Speech on domestic and family violence

In Parliament | 13.10.16

The Hon. PENNY SHARPE ( 16:39): Today I attended two events focusing on the scourge of domestic and family violence in Australia. I started the morning at the Rosie Batty Breakfast. It was the first time I had heard Rosie Batty speak in person and I was glad to have the opportunity. Rosie talked about the impact of domestic and family violence in our community.

The numbers are truly frightening. I feel I again need to put those numbers on the record in this place as many others have before me and again talk about the need for us to do more to prevent domestic violence. On average at least one woman a week is a killed in Australia by a partner or former partner. A few people have been hurt by sharks recently and there is no doubt that is a problem; however, as the great Annabel Crabb said:

I am a feminist because it bothers me that a woman gets killed by her male partner every single week, and somehow that doesn't qualify as a tools-down national crisis even though if a man got killed by a shark every week we'd probably arrange to have the ocean drained.

I repeat that we are losing one woman a week to domestic violence in this country. One in three Australian women has experienced physical violence since the age of 15. One in five Australian women has experienced sexual violence. One in four Australian women has experienced physical or sexual violence by an intimate partner. One in four Australian women has experienced emotional abuse by a current or former partner.

Women are at least three times more likely than men to experience violence from an intimate partner. Woman are five times more likely than men to require medical attention or hospitalisation as a result of intimate partner violence and they are five times more likely to report fearing for their lives.
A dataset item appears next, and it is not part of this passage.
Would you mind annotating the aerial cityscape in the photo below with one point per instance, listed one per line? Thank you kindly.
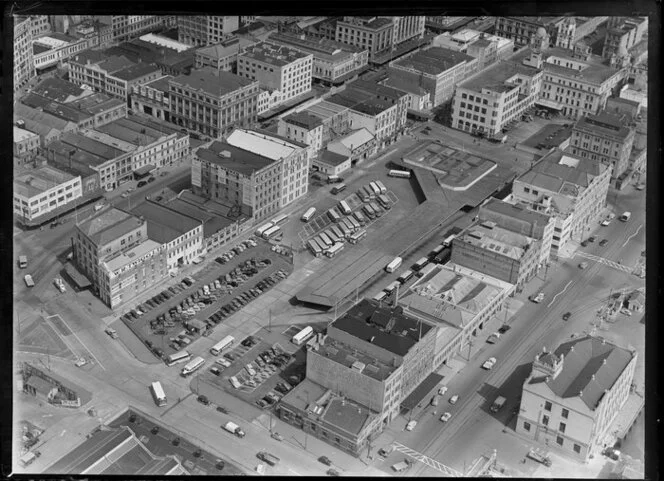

Of the women who experience violence, more than half have children in their care.

Those numbers are horrifying, yet we continue to tinker around the edges. No-one is denying that we have made great progress in law reform and the operation of the courts or that we have invested in services over time. However, the reality is that the small amount of money given to the community legal services that support women leaving violence is about to be cut by 30 per cent.

Rosie Batty today spent a long time trying to answer the question of why women do not leave. She was exactly right when she said that women do not leave because that is when they and their children are most at risk. She said no-one can understand the fear of knowing that taking that brave step means you are the most in danger of losing your life. That is the situation in which many Australian women find themselves every day.

Domestic violence costs us in our families and our workplaces every day.

That leads me to discuss the second event I attended today, which was a rally held behind Parliament House. The rally organised by the unions was to put to Fair Work Australia the notion that every Australian worker should have access to 10 days domestic violence leave as a basic workplace standard.

The leave will be separate to sick leave and carer's leave. It is about saying that we understand the prevalence of violence in our communities and know that many women workers are suffering from violence every day, whether it is visible or not. It is about saying that we are willing to give them the time and space to allow them to sort out their lives and become safe. Importantly, domestic violence leave will allow women to keep their job and financial security as they go through a tumultuous change escaping violence.

The unions today made two very modest requests of this Government. One is that Mike Baird stands up through the Council of Australian Governments process and backs in the idea that women experiencing domestic violence be entitled to 10 days domestic violence leave as a basic standard. If we were able to implement that we would do a great service in supporting the women of Australia to leave violent situations and be safe in their lives.

Unfortunately, it does not look as though the Premier he has done that yet. Today I ask him to consider it.

I thank particularly the Australian Services Union that has led the charge on this matter and got all other unions involved. It was great to see those blue collar union members standing up and supporting this leave as a basic right for the women in their workplaces.

It is not too late for Mike Baird to advocate for 10 days domestic violence leave as an Australian workplace standard. Let us make a real difference for women in this country and give them the support they need to break free from domestic violence.